Figure 3: Our license plate detection method returns a rotated bounding box corresponding to the location of the license plate in the image.

However, looking at this license plate region, we can see that it is a bit distorted and skewed. This skewness can dramatically throw off not only our character segmentation algorithms, but also character identification algorithms when it comes to applying machine learning later in this module.

Because of this, we must first apply a perspective transform to apply a top-down, bird’s eye view of the license plate:

Figure 4: The original license plate could be distorted or skewed which can hurt character classification performance later in the ANPR pipeline. We apply a perspective transform to obtain a top-down, 90 degree viewing angle of the license plate to help alleviate this problem.

Figure 4: The original license plate could be distorted or skewed which can hurt character classification performance later in the ANPR pipeline. We apply a perspective transform to obtain a top-down, 90-degree viewing angle of the license plate to help alleviate this problem.

Notice how the perspective of the license plate has been adjusted, as if we had a 90-degree viewing angle, cleanly looking down on it.

Note: I cover perspective transform twice on the PyImageSearch blog. The first post covers the basics of performing a perspective transform, and the second post applies perspective transform to solve a real-world computer vision problem — building a mobile document scanner.
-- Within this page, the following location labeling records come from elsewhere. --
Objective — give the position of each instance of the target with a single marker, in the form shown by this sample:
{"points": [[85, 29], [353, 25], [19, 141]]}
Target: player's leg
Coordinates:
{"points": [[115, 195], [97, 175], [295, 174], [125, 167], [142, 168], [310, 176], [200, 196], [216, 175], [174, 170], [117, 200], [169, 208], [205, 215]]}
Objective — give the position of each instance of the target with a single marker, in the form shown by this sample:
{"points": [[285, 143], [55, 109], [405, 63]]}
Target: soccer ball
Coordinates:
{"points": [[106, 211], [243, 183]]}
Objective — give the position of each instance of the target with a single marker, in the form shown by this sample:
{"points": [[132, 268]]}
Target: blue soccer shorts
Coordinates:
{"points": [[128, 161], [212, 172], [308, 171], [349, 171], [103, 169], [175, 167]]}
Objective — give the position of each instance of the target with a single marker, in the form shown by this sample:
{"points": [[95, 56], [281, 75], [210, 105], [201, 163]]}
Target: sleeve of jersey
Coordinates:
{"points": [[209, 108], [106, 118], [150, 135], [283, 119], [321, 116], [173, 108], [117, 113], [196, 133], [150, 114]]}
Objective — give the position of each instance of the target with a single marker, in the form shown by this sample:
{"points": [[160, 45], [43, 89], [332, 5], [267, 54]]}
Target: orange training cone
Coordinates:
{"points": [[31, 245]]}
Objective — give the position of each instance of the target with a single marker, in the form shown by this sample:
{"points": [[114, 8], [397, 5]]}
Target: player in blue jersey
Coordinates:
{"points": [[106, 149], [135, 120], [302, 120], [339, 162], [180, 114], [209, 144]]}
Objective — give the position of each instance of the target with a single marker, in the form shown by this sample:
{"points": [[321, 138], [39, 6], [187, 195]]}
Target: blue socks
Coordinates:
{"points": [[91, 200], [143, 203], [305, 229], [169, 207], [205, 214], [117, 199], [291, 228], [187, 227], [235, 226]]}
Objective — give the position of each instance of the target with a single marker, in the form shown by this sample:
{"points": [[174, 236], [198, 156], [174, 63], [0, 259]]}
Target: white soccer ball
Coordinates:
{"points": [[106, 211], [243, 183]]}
Once we get through the first round of this course, I plan on rewriting these perspective transform articles and bringing them inside Module 1 of PyImageSearch Gurus. But for the time being, I think the explanations on the blog clearly demonstrate how a perspective transformation works.

Now that we have a top-down, bird’s eye view of the license plate, we can start to process it. The first step is to extract the Value channel from the HSV color space on Line 109.

So why did I extract the Value channel rather than use the grayscale version of the image?

Well, if you remember back to our lesson on lighting and color spaces, you’ll recall that the grayscale version of an image is a weighted combination of the RGB channels. The Value channel, however, is given a dedicated dimension in the HSV color space. When performing thresholding to extract dark regions from a light background (or vice versa), better results can often be obtained by using the Value rather than grayscale.

To segment the license plate characters from the background, we apply adaptive thresholding on Line 110, where thresholding is applied to each local 29 x 29 pixel region of the image. As we know from our thresholding lesson, basic thresholding and Otsu’s thresholding both obtain sub-par results when segmenting license plate characters:

Figure 5: Applying Otsu’s thresholding method in an attempt to segment the foreground characters from the background license plate -- notice how the bolt of the license plate is connected to the 0 character. This can cause problems in character recognition later in our ANPR pipeline.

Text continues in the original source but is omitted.